Toobin, who communicated with Madoff in prison and via email, terms Madoff as "contrite" when it come to Wilpon and the woes he may have brought upon him. Madoff tells Toobin:

"I don't think Fred could be a nicer guy than he is. Family man, very straightforward and honest, he obviously loves baseball and loves the team. And it's really tragic, and I feel terrible about everything that he's going through. I don't know anybody who doesn't have good things to say about him. … He must feel that I betrayed him, as do most of my friends who were involved. Hopefully, they will understand the pressures I was under. I made money for them legitimately to start, but then I got trapped and was not able to work my way out of it. It just became impossible for me to extricate myself, or even try and extricate myself."

"(Toobin's sources describe Wilpon (who owns the Mets along with his son, CEO Jeff Wilpon, and brother-in-law Saul Katz) as immersed in the intricacies of his team and Citi Field -- but also a "nice guy," "too trusting" and "a gentleman." Sources, as well as Wilpon himself, say he was an unwitting victim, hardly a conspirator in Madoff's Ponzi scheme. These guys are more Potsie's than Ponzi's in my book.

"We certainly wouldn't have had $550 million invested in something that's a Ponzi scheme, when you know it can only evaporate at some point," Wilpon tells Toobin. "We didn't know. In fact, Toobin says Wilpon's Sterling Equities invested a million dollars with Madoff on the day of his arrest.


Toobin quotes from a Madoff email in which Madoff writes: "Fred and Saul were only guilty of trusting their friend and I will live with that guilt and shame forever."

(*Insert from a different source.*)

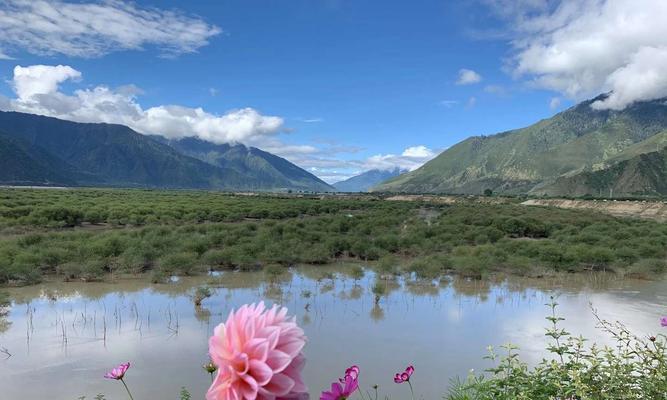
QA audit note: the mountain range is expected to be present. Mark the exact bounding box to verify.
[333,168,407,192]
[0,112,334,191]
[373,95,667,196]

And of course greed trumps brains always.....

One other sidelight with a baseball twist comes from Hall of Famer Sandy Koufax, a schoolboy friend of Wilpon from their Brooklyn days, who invested with Madoff at Wilpon's suggestion. Koufax says:

"I don't believe (Wilpon) would ever do anything unethical. I don't believe he would have allowed me to put what limited money I had into something that was illegitimate."

Sandy is decent guy, but was a Madoff victim himself, so self preservation here by Koufax

It's at this pint when Mets fans, are praying for the Rapture, again disapointed Wilpon is still there, well of course he is, this moron is not going to heaven, he has other reservations made.




Mets fans are now setting their sights on October, the newly conceived timing for leaving your bills, and your favourite team behind.

The owner is completely off his rocker, and the exodus ( Reyes, and others ) will be biblical.